Large artery atherosclerosis (thrombotic) – accounts for 20-30% of ischemic strokes. Cardioembolism (e.g., atrial fibrillation) accounts for 20-30% as well.
What is the most common cause of cardioembolic stroke?
Atrial fibrillation (non-valvular) – responsible for 15-25% of all ischemic strokes. Risk increases with CHA₂DS₂-VASc score.
What is the CHA₂DS₂-VASc score?
A clinical prediction tool for stroke risk in atrial fibrillation: Congestive heart failure (1), Hypertension (1), Age ≥75 (2), Diabetes (1), Stroke/TIA/TE (2), Vascular disease (1), Age 65-74 (1), Sex category female (1).
What is the clinical presentation of right middle cerebral artery (MCA) occlusion?

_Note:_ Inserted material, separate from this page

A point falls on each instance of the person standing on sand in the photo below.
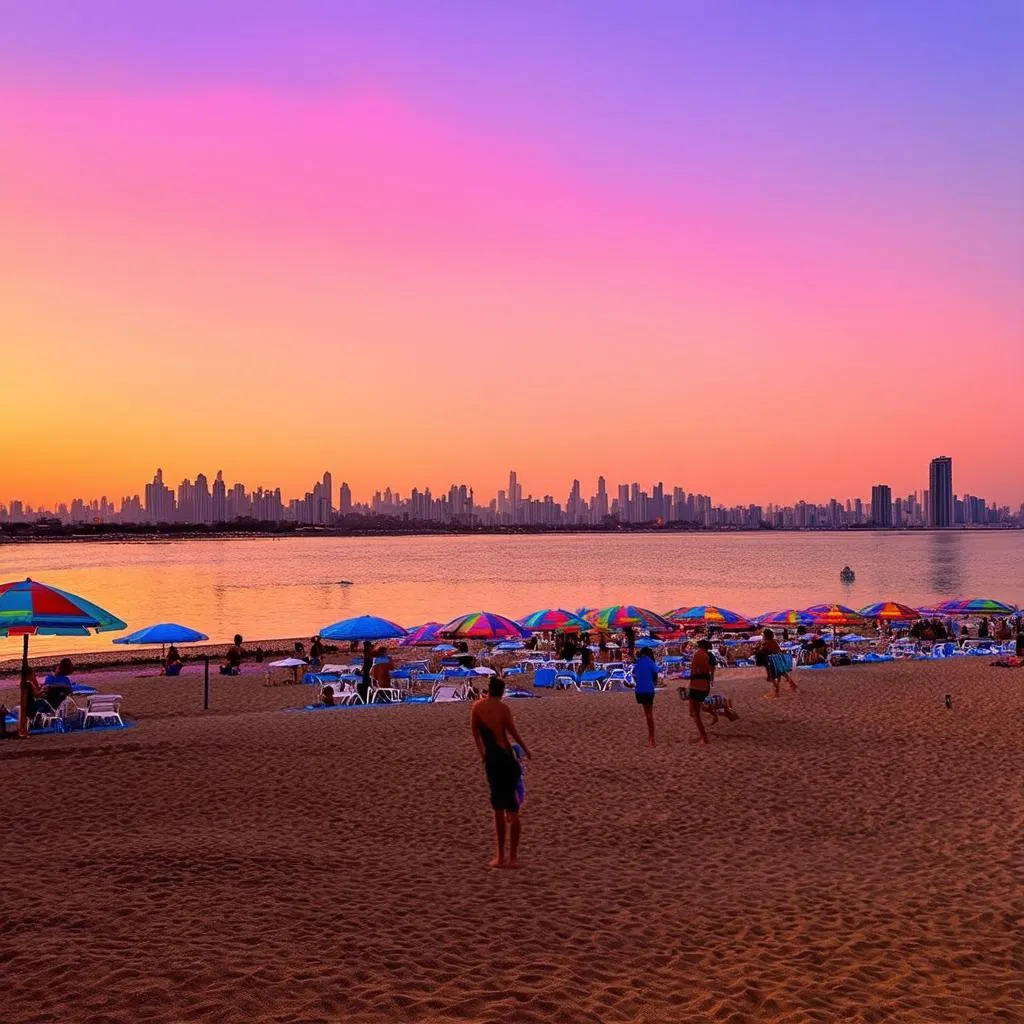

Left-sided weakness (face and limbs, arm > leg), left-sided sensory loss, left homonymous hemianopia, and neglect of the left side of the environment.
What is the clinical presentation of left middle cerebral artery (MCA) occlusion?
Right-sided weakness (face and limbs, arm > leg), right-sided sensory loss, right homonymous hemianopia, and aphasia.
What is the clinical presentation of anterior cerebral artery (ACA) occlusion?
Weakness on the contralateral side (leg > arm), reappearance of primitive reflexes (grasp, suck), muteness, perseveration, abulia (lack of initiative), and disinhibition.
What is abulia?
A lack of will or initiative – a reduction in spontaneous speech, movement, and emotional responsiveness. Often associated with frontal lobe lesions, including anterior cerebral artery territory strokes.
What is the clinical presentation of posterior cerebral artery (PCA) occlusion?
Homonymous hemianopia (contralateral visual field loss), cortical blindness (if bilateral), memory loss (hippocampal involvement), and altered mental status.
What is the difference between homonymous hemianopia and quadrantanopia?
Homonymous hemianopia: loss of the same half of the visual field in both eyes. Quadrantanopia: loss of one quarter of the visual field (e.g., superior or inferior homonymous quadrantanopia).
What is neglect syndrome and which artery occlusion causes it?
Neglect syndrome: failure to attend to or respond to stimuli on the contralateral side of space (usually left side). Caused by right middle cerebral artery (MCA) occlusion – particularly right parietal lobe involvement.
Define aphasia.
A language disorder caused by brain damage (usually left hemisphere) affecting comprehension, production, or repetition of language. Does NOT affect intelligence.
What are the three main types of aphasia?
1) Wernicke’s aphasia (receptive), 2) Broca’s aphasia (expressive), 3) Conduction aphasia.
What brain area is damaged in Wernicke’s aphasia?
Superior temporal gyrus (posterior superior temporal lobe) – also called Wernicke’s area.